Are Your Options Qualified?

Thu. September 14, 2000 12:00 AM by Newstream

New York, NY - From dot coms to blue chip companies, stock options give employees the chance to purchase their company stock at a special price. For some employees, stock options are a big part of the compensation package.

There are two types of options - qualified and non-qualified. Non-qualified stock options are always taxed as ordinary income-as high as 36%. But qualified options, if managed properly, are taxed as long-term capital gains-only about 20%. But you must buy and sell the stock within a 2-year period.

"The main advantage of a qualified option is when you receive the grant of the option, and when you exercise it, there isn't a taxable event," said James Cotto of Merrill Lynch. "The taxable event occurs upon selling the stock and that is taxed as a capital gain. So the main advantage is if you hold your option for two-year period or exercise your option after one year and then sell the stock in a year, it is viewed as a long term capital gain."

The difference between the types of options-qualified and nonqualified is how each is issued.

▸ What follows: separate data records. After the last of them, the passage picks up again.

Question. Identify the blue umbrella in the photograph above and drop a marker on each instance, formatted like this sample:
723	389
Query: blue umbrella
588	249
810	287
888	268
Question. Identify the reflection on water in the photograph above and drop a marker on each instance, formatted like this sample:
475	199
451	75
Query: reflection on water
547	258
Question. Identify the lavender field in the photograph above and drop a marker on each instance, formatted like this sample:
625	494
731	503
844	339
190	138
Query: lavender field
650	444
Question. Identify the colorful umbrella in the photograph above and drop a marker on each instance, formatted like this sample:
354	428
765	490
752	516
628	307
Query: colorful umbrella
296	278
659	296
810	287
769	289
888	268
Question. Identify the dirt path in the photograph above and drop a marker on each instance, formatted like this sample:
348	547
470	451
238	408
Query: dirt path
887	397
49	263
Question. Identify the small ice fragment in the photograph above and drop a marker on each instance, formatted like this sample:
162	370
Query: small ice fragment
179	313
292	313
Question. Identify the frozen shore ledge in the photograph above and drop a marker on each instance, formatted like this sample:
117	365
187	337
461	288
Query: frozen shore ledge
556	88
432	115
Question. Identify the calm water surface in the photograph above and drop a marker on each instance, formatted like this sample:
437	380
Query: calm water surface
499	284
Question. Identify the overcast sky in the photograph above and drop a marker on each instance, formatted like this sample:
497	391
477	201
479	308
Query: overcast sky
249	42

"Non-qualified options are not issued under the internal revenue service code," Cotto said. "So, when they are exercised they come out in a taxable event automatically, in the year in which you exercise them, and they are taxed as ordinary income."

But if you're a new employee-looking to construct a compensation package, it may be a good idea to ask if the company offers qualified stock options. The potential tax advantage could be well worth it in the long run.